DONDE A RESPOSTA À PRIMEIRA OBJEÇÃO. — A penitência é a causa de recuperamos as virtudes do mesmo modo pelo qual é a causa da graça, como já dissemos. Ora, é causa da graça enquanto sacramento: pois, como virtude é, antes, efeito da graça. Por onde, não é necessário que a penitência, enquanto virtude, seja a causa de todas as outras virtudes; mas, que o hábito da penitência seja causado simultaneamente com os hábitos das outras virtudes pelo sacramento da penitência.
RESPOSTA À SEGUNDA. — Os atos humanos constituem a matéria do sacramento da penitência; mas o princípio formal deste sacramento depende do poder das chaves. Por onde, o poder das chaves é o que causa efetivamente a graça e as virtudes; mas instrumentalmente. E o ato primeiro do penitente se comporta como disposição última para conseguir a graça, isto é, a contrição; ao passo que os outros atos consequentes à penitência já procedem da graça e das virtudes.
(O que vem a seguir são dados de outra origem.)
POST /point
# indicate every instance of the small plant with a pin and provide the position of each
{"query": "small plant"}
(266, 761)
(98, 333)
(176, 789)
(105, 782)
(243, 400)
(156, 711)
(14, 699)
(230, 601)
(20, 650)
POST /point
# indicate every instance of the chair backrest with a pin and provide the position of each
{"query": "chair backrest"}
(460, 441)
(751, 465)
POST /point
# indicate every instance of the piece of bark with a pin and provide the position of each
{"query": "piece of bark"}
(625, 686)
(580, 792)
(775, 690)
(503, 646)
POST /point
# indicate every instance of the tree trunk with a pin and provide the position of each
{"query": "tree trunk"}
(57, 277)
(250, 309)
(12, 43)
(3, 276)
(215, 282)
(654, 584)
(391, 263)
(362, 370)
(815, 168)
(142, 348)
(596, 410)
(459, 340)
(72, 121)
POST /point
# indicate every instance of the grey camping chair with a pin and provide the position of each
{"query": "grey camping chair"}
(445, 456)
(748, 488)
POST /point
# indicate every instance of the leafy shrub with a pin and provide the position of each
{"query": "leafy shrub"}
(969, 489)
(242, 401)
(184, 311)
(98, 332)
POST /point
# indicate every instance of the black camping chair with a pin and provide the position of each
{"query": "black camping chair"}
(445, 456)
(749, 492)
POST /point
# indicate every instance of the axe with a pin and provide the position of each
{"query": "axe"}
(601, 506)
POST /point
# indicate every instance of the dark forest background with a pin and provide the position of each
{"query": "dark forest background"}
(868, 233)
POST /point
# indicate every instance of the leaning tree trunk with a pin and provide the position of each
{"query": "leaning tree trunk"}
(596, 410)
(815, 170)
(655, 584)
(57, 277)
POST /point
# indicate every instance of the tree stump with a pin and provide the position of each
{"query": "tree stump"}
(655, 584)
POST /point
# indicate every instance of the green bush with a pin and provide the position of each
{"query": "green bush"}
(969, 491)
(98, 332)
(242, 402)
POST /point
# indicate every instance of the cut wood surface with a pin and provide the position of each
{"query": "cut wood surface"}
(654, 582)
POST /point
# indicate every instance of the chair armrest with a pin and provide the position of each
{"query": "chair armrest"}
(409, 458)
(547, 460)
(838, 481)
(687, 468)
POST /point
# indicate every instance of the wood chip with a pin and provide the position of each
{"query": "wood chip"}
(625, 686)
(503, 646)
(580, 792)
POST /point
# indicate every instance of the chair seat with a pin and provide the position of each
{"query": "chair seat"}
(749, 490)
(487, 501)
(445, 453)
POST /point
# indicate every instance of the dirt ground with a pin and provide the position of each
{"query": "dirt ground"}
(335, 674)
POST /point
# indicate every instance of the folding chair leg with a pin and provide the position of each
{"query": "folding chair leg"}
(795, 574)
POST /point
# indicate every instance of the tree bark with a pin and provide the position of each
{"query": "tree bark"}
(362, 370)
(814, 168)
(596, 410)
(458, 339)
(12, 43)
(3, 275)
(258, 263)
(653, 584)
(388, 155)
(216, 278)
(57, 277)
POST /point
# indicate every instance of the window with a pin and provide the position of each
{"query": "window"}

RESPOSTA À TERCEIRA. — Como dissemos, às vezes depois do primeiro ato da penitência, que é a contrição, permanecem certos resquícios dos pecados, isto é, disposições causadas pelos anteriores atos pecaminosos, donde resulta para o penitente uma certa dificuldade em praticar obras virtuosas. Mas, no concernente à inclinação mesma da caridade e das outras virtudes, o penitente pratica atos virtuosos com prazer e sem dificuldade. Assim, o homem virtuoso pode, por acidente, experimentar dificuldade na prática de atos virtuosos, por causa do sono ou de alguma disposição do corpo.
O segundo discute-se assim. Parece que depois da penitência recuperamos o mesmo grau de virtude que antes tínhamos.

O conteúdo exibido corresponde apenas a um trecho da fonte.